Having spent a good deal of my time in an industrial design curriculum, I
would have to agree. Very often the sheer craftmanship of an object is a
very great part of its intrinsic beauty.

>>John Cage certainly 'invented' aleatory notation, but 'created' the music...
>I wonder, which do you think was the more significant contribution? Lets
>say I switched 'invented' and 'created' above. In what way do you percieve
>that construction as less appropriate?

Well, he invented the notation which others may use (and this is true of
any invention). But the performer is very much necessary for a creation.
In fact, with the music of Cage, the uniqueness of the performer's
creation was a functional member of the piece.

>So I agree: Reality (including the sub-set we are discussing) is not
>irreal. I disagree: "electrons" are not irreal. Electrons are a very
>useful invention allowing us to explain, manipulate and predict. The
>signified is real, the signifier is a fabrication.

I don't know quite where you ended up there.... I also am saying there is
a reality to each, the item and the model. I think we agree here....

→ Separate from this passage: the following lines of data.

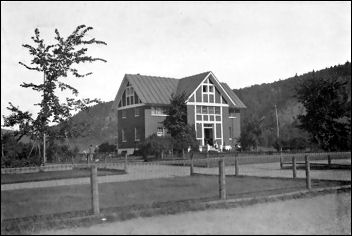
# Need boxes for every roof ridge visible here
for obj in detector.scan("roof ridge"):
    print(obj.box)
[181,71,211,79]
[126,74,178,80]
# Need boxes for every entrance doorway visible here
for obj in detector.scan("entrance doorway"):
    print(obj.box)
[204,124,214,146]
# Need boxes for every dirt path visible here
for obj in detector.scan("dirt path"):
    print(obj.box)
[37,193,351,235]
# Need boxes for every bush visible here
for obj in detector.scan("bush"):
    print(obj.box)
[1,133,41,168]
[138,134,173,160]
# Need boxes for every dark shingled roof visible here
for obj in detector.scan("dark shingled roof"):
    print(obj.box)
[126,74,179,104]
[221,82,247,108]
[116,71,246,108]
[176,71,210,97]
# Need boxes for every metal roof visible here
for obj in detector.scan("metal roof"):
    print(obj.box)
[221,82,247,108]
[176,71,210,97]
[115,71,246,108]
[126,74,179,104]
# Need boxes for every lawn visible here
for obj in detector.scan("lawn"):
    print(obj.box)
[1,175,350,219]
[1,168,126,184]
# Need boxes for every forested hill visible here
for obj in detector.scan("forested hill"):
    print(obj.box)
[43,62,351,150]
[64,101,117,150]
[234,62,351,146]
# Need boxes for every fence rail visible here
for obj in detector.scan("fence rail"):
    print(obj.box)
[1,152,351,174]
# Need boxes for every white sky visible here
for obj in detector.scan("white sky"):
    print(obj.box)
[1,1,351,127]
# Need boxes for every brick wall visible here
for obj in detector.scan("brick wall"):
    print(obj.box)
[117,106,146,148]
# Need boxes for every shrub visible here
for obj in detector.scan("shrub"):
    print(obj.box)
[138,134,173,159]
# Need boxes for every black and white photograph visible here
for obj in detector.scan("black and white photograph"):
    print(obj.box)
[1,1,351,235]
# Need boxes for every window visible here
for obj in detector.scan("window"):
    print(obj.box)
[202,78,215,103]
[156,127,166,136]
[134,107,139,116]
[202,106,208,114]
[125,83,135,106]
[215,107,220,114]
[152,107,167,116]
[121,129,127,142]
[121,110,127,118]
[197,106,202,114]
[203,85,208,93]
[134,128,140,141]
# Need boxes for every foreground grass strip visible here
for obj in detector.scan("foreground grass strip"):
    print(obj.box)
[1,185,351,234]
[1,168,126,184]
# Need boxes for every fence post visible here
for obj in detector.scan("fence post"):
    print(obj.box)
[280,152,283,169]
[292,156,297,178]
[124,152,127,173]
[304,155,312,190]
[190,152,194,176]
[90,164,100,215]
[235,156,239,176]
[219,158,226,200]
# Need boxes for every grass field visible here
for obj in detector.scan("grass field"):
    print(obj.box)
[1,175,350,219]
[1,168,125,184]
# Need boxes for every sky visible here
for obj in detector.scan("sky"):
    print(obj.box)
[1,1,351,125]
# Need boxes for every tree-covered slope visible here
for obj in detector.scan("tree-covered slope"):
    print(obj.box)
[234,62,351,146]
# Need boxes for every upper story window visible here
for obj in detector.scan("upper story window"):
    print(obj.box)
[118,82,142,107]
[156,127,166,136]
[121,129,127,142]
[152,107,167,116]
[121,110,127,118]
[134,107,140,116]
[202,78,215,103]
[134,128,140,141]
[196,106,221,121]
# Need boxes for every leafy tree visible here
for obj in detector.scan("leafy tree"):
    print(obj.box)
[239,117,265,150]
[138,134,173,160]
[296,73,351,151]
[1,132,40,168]
[163,93,198,157]
[98,142,116,152]
[4,25,106,163]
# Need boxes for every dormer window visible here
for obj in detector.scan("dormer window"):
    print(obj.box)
[119,83,142,107]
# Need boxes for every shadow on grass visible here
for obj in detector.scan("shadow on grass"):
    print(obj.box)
[1,168,126,184]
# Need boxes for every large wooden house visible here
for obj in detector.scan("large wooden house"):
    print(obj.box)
[114,72,246,154]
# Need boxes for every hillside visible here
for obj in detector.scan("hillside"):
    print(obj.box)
[53,62,351,150]
[66,101,117,150]
[234,62,351,146]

>How do you intend to _enforce_ definitions? There exists no word or symbol
>which has the same meaning for all people. Language is ambigious; this is
>a faculty, not a problem.

It's not a problem? Lordy, lordy....

Well, of course it is probably futile to enforce anything with language,
but in many ways, the definition of community is a group of like
speakers. And of course there are symbols which reach a great number of
cultures, so maybe there is a way. But not yet. We can hope. But it is
most definitely a problem. Is memetics an approach to universalize these
meanings, to enforce them? Is this not philosophy's great failing?

>Is mathematics a less ambigious invention than poetry?

Interesting question. I am wont to say that they are separate but equal
facets of expression, in the traditional way of both supplying their own
truths, but in this memetic context, I would say poetry is far more
ambiguous- it uses far more memetic structures.

I would even be wont to say that mathematics is the most anti-memetic of
human inventions.... And as such, may be the truest.

But semantic/meaning problems are very real problems. I have no clue
where any solutions may come from. That is one of the reasons I am here.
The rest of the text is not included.